For comparison, the company reported a $139 million profit during the second quarter last year.


Source: Alaska Airlines

An Alaska Airlines Boeing 737NG flies over San Francisco 

”Our solid second-quarter results reflect the strength of the leisure demand environment to date, as well as our team’s unwavering commitment to operational excellence and reliability,” Ben Minicucci, Alaska’s chief executive, said on 25 July, the day Alaska released its results.

The Seattle-based airline company – which owns Alaska Airlines and regional carrier Horizon Air – generated $2.84 billion in second-quarter operating revenue, up 7% from $2.66 billion during the same quarter of 2022.

Alaska says its second-quarter revenue represents the “highest quarterly total in company history”.

Though Alaska is primarily a domestic leisure carrier that operates a fleet of narrowbody jets, it has benefited from the resurgence of international travel as the Covid-19 pandemic has eased.

“Long-haul international seats on the West Coast are up 31% year over year this June,” says Alaska’s chief commercial officer Andrew Harrison during an earnings call. “We are filling the equivalent of 18 787s on a daily basis across our international partner network.” 

With new routes planned from Los Angeles to Nassau and Guatemala City, the carrier will fly to six countries from its West Coast hubs.

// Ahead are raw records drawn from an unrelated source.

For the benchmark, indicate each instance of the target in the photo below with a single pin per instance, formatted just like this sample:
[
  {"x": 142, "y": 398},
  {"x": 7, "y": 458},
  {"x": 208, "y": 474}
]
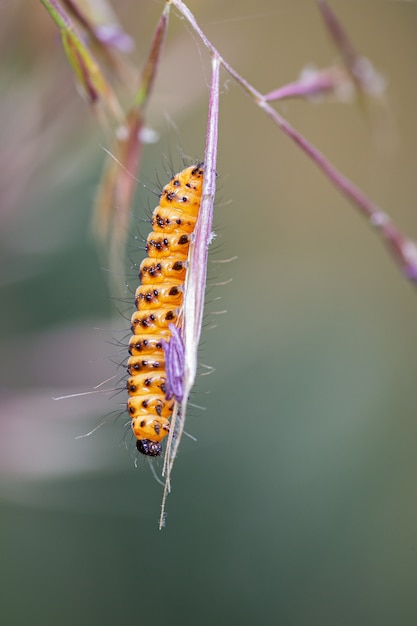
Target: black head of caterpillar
[{"x": 158, "y": 300}]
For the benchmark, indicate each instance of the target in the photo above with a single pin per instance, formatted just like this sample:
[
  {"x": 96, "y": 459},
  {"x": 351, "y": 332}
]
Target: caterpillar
[{"x": 158, "y": 301}]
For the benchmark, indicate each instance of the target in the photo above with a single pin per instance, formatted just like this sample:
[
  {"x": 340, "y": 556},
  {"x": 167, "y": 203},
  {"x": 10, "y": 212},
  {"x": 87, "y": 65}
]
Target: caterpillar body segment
[{"x": 158, "y": 301}]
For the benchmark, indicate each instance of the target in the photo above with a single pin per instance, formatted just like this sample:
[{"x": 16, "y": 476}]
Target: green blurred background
[{"x": 298, "y": 502}]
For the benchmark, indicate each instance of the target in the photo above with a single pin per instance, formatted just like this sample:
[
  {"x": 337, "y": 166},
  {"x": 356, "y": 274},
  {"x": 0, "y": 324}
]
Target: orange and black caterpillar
[{"x": 158, "y": 300}]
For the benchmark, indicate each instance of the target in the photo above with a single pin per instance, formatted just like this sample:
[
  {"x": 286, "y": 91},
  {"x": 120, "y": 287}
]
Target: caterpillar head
[{"x": 148, "y": 447}]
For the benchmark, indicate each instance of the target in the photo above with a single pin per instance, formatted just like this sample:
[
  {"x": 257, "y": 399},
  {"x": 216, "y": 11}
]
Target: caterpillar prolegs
[{"x": 158, "y": 300}]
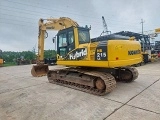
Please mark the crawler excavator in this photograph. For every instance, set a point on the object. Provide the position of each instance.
(92, 65)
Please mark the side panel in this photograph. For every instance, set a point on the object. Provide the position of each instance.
(123, 53)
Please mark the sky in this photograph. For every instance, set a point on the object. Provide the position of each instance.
(19, 18)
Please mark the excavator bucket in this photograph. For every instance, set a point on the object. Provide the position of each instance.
(39, 70)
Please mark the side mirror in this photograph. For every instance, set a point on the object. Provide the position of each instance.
(53, 39)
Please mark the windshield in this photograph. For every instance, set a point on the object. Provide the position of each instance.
(83, 36)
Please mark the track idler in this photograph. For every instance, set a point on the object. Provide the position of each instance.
(128, 74)
(39, 70)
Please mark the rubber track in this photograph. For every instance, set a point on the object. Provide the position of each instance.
(109, 81)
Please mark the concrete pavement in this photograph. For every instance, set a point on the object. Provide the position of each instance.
(23, 97)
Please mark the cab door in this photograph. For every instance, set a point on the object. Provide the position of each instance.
(65, 42)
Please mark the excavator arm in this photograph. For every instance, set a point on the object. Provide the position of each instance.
(48, 24)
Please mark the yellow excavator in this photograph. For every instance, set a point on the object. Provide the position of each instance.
(92, 65)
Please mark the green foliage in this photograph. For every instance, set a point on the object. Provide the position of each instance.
(11, 56)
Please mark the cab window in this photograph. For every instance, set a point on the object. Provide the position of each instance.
(62, 40)
(83, 36)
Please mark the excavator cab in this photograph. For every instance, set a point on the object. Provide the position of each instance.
(69, 39)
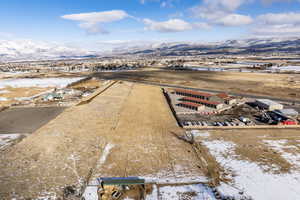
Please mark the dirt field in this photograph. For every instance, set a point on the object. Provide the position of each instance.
(285, 85)
(26, 120)
(125, 131)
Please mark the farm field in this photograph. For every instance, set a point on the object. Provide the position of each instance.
(125, 131)
(286, 85)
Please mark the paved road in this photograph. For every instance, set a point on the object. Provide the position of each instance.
(219, 91)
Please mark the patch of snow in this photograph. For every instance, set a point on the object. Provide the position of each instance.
(193, 192)
(3, 91)
(105, 153)
(38, 82)
(154, 193)
(250, 178)
(91, 191)
(197, 133)
(286, 68)
(47, 196)
(7, 139)
(281, 147)
(3, 99)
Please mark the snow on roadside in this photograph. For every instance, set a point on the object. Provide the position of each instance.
(4, 91)
(193, 192)
(38, 82)
(7, 139)
(197, 133)
(250, 178)
(90, 192)
(281, 147)
(3, 99)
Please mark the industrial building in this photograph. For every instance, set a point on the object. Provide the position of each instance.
(211, 104)
(195, 94)
(192, 106)
(227, 99)
(287, 113)
(216, 101)
(268, 104)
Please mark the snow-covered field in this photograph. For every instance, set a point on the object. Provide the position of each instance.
(191, 192)
(3, 99)
(281, 146)
(286, 68)
(38, 82)
(250, 178)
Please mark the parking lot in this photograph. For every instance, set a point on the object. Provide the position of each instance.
(243, 115)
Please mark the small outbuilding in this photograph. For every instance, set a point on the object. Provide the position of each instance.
(268, 104)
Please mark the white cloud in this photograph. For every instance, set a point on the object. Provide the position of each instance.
(92, 22)
(222, 12)
(234, 20)
(279, 18)
(267, 2)
(278, 24)
(216, 9)
(284, 30)
(172, 25)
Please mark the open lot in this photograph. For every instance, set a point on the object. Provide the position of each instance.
(125, 131)
(256, 161)
(26, 120)
(286, 85)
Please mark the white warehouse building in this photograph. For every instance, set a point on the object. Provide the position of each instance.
(268, 104)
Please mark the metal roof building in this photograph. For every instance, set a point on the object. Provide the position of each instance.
(268, 104)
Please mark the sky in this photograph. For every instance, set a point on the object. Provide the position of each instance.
(90, 22)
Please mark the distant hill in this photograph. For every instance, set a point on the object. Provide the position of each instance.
(24, 50)
(230, 47)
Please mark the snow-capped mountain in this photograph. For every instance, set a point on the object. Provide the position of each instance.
(14, 50)
(246, 46)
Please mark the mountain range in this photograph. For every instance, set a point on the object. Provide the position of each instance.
(17, 50)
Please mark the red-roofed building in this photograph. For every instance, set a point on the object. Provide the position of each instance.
(211, 104)
(193, 106)
(221, 98)
(191, 93)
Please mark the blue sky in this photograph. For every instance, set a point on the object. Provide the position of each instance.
(90, 21)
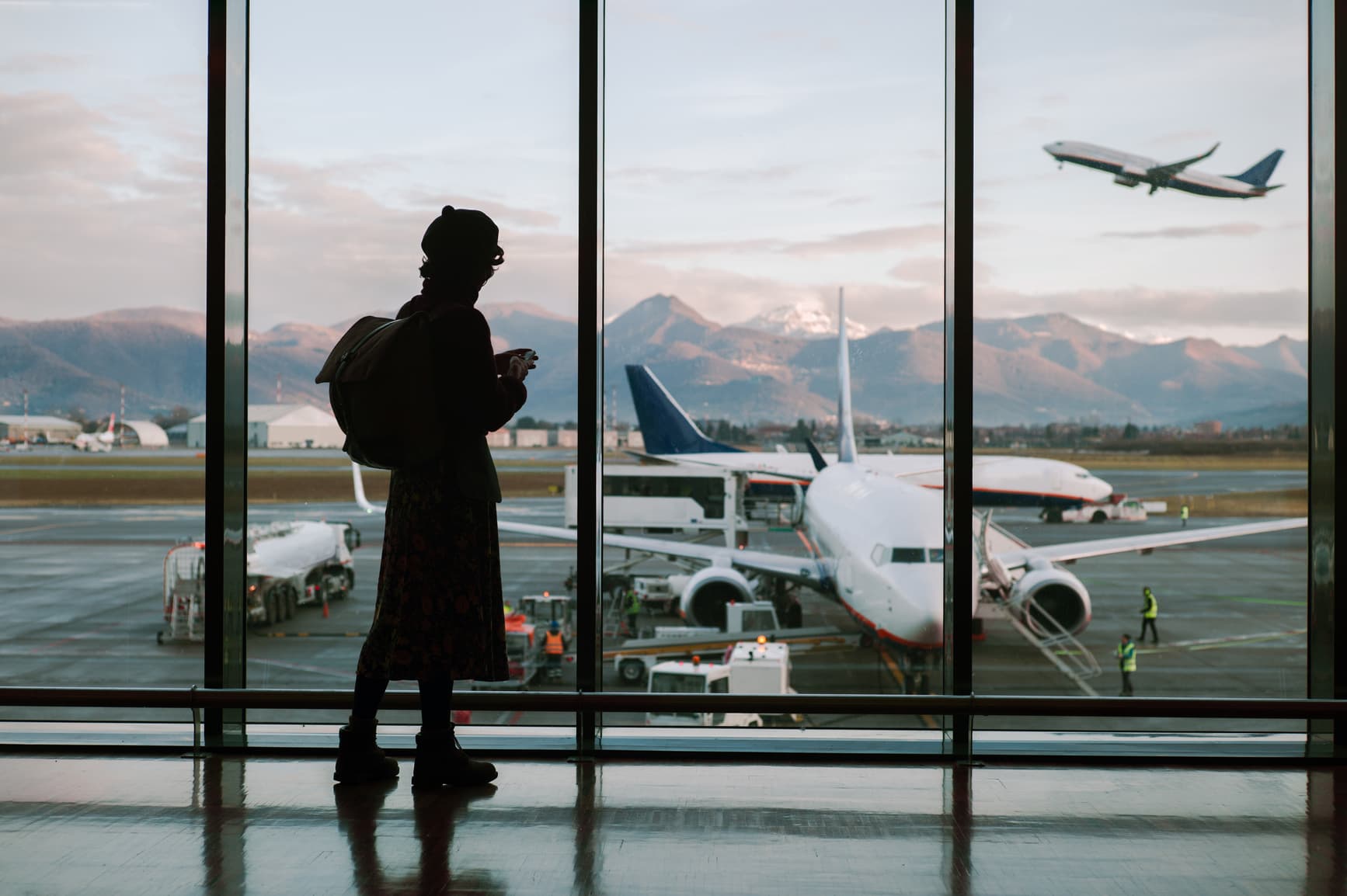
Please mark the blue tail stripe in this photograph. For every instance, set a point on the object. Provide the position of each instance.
(1261, 172)
(666, 427)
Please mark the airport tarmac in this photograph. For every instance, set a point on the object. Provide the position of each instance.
(81, 603)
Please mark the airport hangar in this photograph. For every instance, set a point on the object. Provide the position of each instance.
(279, 427)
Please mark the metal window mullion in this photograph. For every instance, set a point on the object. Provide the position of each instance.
(1327, 655)
(958, 369)
(590, 380)
(227, 356)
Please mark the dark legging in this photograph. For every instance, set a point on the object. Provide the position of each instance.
(435, 699)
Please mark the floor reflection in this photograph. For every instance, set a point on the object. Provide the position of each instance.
(227, 825)
(434, 814)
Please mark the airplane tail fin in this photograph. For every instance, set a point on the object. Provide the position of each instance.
(359, 481)
(1261, 172)
(666, 428)
(846, 432)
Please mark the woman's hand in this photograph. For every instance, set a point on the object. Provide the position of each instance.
(516, 367)
(504, 358)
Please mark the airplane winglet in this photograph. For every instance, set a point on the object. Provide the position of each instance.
(846, 431)
(815, 455)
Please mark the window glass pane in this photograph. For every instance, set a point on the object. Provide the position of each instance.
(451, 104)
(1141, 293)
(103, 158)
(759, 156)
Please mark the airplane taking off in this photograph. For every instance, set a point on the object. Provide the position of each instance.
(877, 548)
(1130, 170)
(998, 481)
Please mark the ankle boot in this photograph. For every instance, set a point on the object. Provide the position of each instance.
(440, 760)
(359, 759)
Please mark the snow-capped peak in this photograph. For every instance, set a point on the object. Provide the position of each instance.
(803, 319)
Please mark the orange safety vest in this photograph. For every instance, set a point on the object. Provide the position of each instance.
(554, 646)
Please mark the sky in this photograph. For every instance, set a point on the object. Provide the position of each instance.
(757, 154)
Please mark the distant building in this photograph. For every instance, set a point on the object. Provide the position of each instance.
(896, 439)
(531, 438)
(279, 427)
(38, 428)
(141, 433)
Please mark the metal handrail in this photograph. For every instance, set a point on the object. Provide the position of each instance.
(640, 701)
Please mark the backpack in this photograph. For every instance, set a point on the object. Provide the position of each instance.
(383, 392)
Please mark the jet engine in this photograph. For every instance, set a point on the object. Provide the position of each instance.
(1053, 592)
(708, 592)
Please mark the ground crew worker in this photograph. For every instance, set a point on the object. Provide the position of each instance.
(554, 644)
(633, 609)
(1126, 664)
(1149, 609)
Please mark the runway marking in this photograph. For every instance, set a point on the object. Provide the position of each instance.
(19, 532)
(1210, 644)
(315, 670)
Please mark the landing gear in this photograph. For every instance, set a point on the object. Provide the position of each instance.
(914, 670)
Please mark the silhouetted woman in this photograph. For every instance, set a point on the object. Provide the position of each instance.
(440, 613)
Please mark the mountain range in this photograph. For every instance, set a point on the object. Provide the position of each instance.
(778, 366)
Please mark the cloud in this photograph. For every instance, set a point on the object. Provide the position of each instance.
(1150, 312)
(30, 64)
(844, 244)
(88, 224)
(1238, 229)
(668, 175)
(92, 224)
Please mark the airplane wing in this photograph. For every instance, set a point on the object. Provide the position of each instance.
(1176, 167)
(807, 571)
(1101, 547)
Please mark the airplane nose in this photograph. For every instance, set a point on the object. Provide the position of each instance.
(917, 603)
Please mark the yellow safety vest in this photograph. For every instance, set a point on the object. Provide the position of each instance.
(554, 644)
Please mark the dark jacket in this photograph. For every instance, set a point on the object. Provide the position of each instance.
(472, 394)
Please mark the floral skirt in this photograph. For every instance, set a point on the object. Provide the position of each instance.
(440, 609)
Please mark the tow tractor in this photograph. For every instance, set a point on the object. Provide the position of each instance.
(290, 564)
(639, 657)
(750, 668)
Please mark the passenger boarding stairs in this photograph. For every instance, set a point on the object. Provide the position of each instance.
(1033, 622)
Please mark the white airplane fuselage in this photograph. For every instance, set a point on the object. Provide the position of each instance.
(886, 541)
(1130, 170)
(998, 481)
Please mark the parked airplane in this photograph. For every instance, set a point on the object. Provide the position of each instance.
(998, 481)
(875, 545)
(96, 442)
(1130, 170)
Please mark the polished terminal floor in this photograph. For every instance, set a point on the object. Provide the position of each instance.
(99, 825)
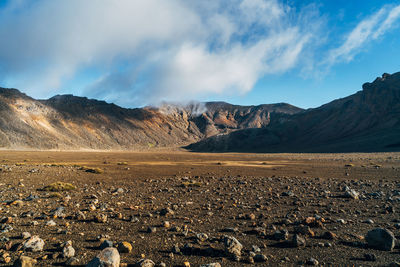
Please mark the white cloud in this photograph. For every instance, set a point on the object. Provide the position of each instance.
(366, 31)
(149, 50)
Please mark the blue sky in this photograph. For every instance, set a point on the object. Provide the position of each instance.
(136, 53)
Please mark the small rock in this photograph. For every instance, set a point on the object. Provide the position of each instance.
(214, 264)
(260, 258)
(34, 244)
(381, 239)
(100, 218)
(25, 235)
(106, 244)
(298, 241)
(312, 262)
(329, 235)
(166, 212)
(202, 237)
(25, 261)
(281, 235)
(124, 247)
(72, 261)
(232, 246)
(58, 212)
(107, 257)
(145, 263)
(51, 223)
(68, 252)
(351, 193)
(369, 257)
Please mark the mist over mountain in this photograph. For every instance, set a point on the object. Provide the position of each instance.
(70, 122)
(366, 121)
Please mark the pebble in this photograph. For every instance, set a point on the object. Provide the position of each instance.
(68, 252)
(232, 247)
(51, 223)
(381, 239)
(34, 243)
(369, 257)
(298, 241)
(124, 247)
(25, 261)
(106, 244)
(107, 257)
(100, 218)
(145, 263)
(25, 235)
(351, 193)
(72, 261)
(214, 264)
(312, 262)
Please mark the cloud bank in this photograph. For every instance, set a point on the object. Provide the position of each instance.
(369, 29)
(143, 52)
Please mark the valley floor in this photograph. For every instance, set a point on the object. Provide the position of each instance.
(255, 198)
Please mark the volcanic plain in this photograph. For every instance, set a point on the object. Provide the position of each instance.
(179, 208)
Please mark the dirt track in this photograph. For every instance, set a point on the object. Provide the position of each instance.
(208, 193)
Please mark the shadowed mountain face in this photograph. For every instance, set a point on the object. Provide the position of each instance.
(366, 121)
(69, 122)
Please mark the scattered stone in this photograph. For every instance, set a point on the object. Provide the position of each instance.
(51, 223)
(68, 252)
(304, 230)
(58, 187)
(106, 244)
(381, 239)
(260, 258)
(124, 247)
(80, 216)
(167, 211)
(100, 218)
(25, 235)
(35, 244)
(59, 213)
(233, 247)
(281, 235)
(369, 257)
(214, 264)
(151, 229)
(145, 263)
(298, 241)
(369, 221)
(351, 193)
(108, 257)
(312, 262)
(25, 261)
(72, 261)
(202, 237)
(329, 235)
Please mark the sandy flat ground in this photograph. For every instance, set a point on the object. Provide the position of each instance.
(208, 193)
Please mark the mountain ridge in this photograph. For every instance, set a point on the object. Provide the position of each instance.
(72, 122)
(367, 121)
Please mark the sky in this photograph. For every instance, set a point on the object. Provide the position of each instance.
(248, 52)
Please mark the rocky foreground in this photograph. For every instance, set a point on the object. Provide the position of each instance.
(200, 213)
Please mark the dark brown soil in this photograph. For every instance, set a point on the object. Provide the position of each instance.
(208, 193)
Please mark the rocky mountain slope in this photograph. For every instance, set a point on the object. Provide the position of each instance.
(366, 121)
(70, 122)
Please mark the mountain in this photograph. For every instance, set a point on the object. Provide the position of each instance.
(366, 121)
(70, 122)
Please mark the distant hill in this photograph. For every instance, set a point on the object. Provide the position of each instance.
(70, 122)
(366, 121)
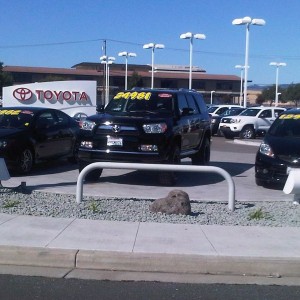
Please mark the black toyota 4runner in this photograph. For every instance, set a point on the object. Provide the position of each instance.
(147, 126)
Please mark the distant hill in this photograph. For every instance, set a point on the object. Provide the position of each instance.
(260, 87)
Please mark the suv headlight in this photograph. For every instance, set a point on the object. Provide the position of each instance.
(155, 128)
(266, 149)
(87, 125)
(235, 120)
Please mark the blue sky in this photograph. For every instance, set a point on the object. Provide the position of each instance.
(62, 33)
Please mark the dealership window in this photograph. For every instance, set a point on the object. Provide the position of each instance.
(198, 85)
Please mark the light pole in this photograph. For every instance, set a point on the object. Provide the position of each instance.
(211, 92)
(247, 21)
(241, 88)
(191, 37)
(107, 60)
(126, 54)
(277, 65)
(153, 46)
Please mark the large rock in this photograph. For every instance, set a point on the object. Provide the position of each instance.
(177, 202)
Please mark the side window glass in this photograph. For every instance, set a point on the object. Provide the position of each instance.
(45, 121)
(277, 112)
(62, 119)
(200, 102)
(192, 103)
(266, 114)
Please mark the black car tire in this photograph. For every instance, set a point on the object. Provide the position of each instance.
(170, 178)
(25, 161)
(227, 136)
(247, 132)
(92, 175)
(202, 157)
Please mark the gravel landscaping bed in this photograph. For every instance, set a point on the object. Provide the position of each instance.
(257, 213)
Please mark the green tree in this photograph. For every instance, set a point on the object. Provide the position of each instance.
(292, 93)
(5, 78)
(135, 80)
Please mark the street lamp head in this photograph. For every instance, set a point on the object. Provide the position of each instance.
(200, 36)
(159, 46)
(152, 46)
(189, 35)
(248, 20)
(259, 22)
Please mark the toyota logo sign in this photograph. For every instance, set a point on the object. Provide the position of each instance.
(22, 94)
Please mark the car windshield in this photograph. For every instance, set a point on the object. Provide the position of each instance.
(287, 125)
(136, 101)
(212, 109)
(15, 118)
(232, 112)
(252, 112)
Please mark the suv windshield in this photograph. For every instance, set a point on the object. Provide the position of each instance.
(252, 112)
(15, 118)
(141, 101)
(286, 126)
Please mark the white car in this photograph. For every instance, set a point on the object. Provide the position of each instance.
(251, 122)
(216, 110)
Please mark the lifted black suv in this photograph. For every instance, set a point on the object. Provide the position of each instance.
(147, 126)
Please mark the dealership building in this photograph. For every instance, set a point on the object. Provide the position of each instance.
(215, 87)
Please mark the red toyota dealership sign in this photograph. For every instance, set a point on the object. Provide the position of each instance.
(71, 96)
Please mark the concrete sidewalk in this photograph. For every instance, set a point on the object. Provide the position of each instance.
(74, 245)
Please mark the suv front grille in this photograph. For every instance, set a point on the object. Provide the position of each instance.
(115, 128)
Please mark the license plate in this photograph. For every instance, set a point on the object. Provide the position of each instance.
(111, 141)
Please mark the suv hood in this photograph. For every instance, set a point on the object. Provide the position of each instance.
(284, 147)
(8, 132)
(132, 118)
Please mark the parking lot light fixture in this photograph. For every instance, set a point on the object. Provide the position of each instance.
(153, 46)
(191, 37)
(277, 65)
(247, 21)
(211, 96)
(126, 55)
(107, 60)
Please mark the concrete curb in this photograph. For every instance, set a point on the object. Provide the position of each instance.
(144, 262)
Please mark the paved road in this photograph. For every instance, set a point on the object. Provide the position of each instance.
(237, 159)
(28, 288)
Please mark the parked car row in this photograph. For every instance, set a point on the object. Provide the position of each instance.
(32, 134)
(138, 126)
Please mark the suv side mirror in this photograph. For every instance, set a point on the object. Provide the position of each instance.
(100, 108)
(186, 111)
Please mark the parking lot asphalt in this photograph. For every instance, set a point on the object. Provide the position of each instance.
(165, 252)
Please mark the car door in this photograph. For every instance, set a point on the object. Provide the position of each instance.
(194, 130)
(265, 119)
(66, 137)
(46, 135)
(184, 123)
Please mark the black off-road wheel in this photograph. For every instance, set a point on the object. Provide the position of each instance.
(202, 157)
(25, 161)
(93, 175)
(170, 178)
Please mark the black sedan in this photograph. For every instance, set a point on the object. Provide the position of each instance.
(32, 134)
(216, 119)
(279, 150)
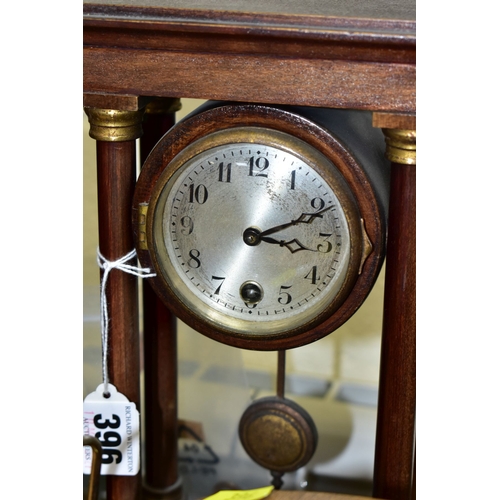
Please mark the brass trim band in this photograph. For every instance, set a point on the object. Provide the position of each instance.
(113, 125)
(401, 146)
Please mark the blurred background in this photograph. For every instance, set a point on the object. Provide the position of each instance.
(335, 379)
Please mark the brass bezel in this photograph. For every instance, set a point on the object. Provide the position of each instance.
(175, 288)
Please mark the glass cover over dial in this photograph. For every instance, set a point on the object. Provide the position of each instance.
(257, 237)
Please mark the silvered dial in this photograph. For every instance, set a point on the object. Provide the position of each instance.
(253, 236)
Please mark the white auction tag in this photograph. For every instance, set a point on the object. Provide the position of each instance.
(114, 421)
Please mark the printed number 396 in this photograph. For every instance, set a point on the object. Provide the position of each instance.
(110, 440)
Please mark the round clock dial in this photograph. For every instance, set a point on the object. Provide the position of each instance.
(255, 234)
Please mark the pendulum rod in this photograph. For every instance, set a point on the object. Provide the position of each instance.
(281, 374)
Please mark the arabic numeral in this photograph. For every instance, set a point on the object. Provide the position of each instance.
(194, 261)
(312, 275)
(284, 298)
(110, 438)
(322, 247)
(198, 194)
(224, 174)
(318, 203)
(187, 225)
(260, 164)
(221, 279)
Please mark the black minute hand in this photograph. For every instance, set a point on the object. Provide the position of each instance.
(305, 218)
(287, 244)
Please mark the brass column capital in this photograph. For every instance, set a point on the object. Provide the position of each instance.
(112, 125)
(401, 146)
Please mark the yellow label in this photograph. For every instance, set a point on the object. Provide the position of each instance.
(256, 494)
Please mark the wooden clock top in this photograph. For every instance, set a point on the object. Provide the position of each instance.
(383, 15)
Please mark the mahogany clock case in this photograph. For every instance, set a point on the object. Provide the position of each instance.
(347, 138)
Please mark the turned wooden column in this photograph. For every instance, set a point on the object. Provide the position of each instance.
(160, 352)
(395, 438)
(115, 132)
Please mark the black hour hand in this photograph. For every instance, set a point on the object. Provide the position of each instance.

However, the West Coast “is still the least recovered geography across the industry”, Harrison says. “There are still areas within our network, including Portland and California, that are not fully restored.”

Alaska’s second-quarter operating expenses stayed flat year on year, as the carrier’s fuel costs were down 26% but it spent 18% more on wages and benefits. 

Its capacity in available seat miles was 10% higher year-on-year, while it carried 5% more passengers than during the same period last year.

During the second quarter, Alaska received eight Boeing 737 Max 9s and now operates 53 of the type. The company also added six Embraer 175s to Horizon’s fleet, which now has 39 of the regional jets in service. 

Alaska still operates 10 Airbus A321s that it intends to retire by 30 September, leaving the carrier with an all-737 fleet. In the third quarter, the company expects “significant trainings costs” as it transitions about 400 pilots from Airbus to Boeing aircraft.

The carrier says Boeing has fulfilled its 737 Max delivery commitments in timely fashion in 2023, noting that “one or two units” due to be delivered in December might be pushed into January 2024.

Alaska becomes the latest major US carrier to report a second-quarter profit, following American Airlines turning a $1.34 billion profit, United Airlines checking in with a $1.08 billion profit and Delta Air Lines reporting a $1.83 billion profit.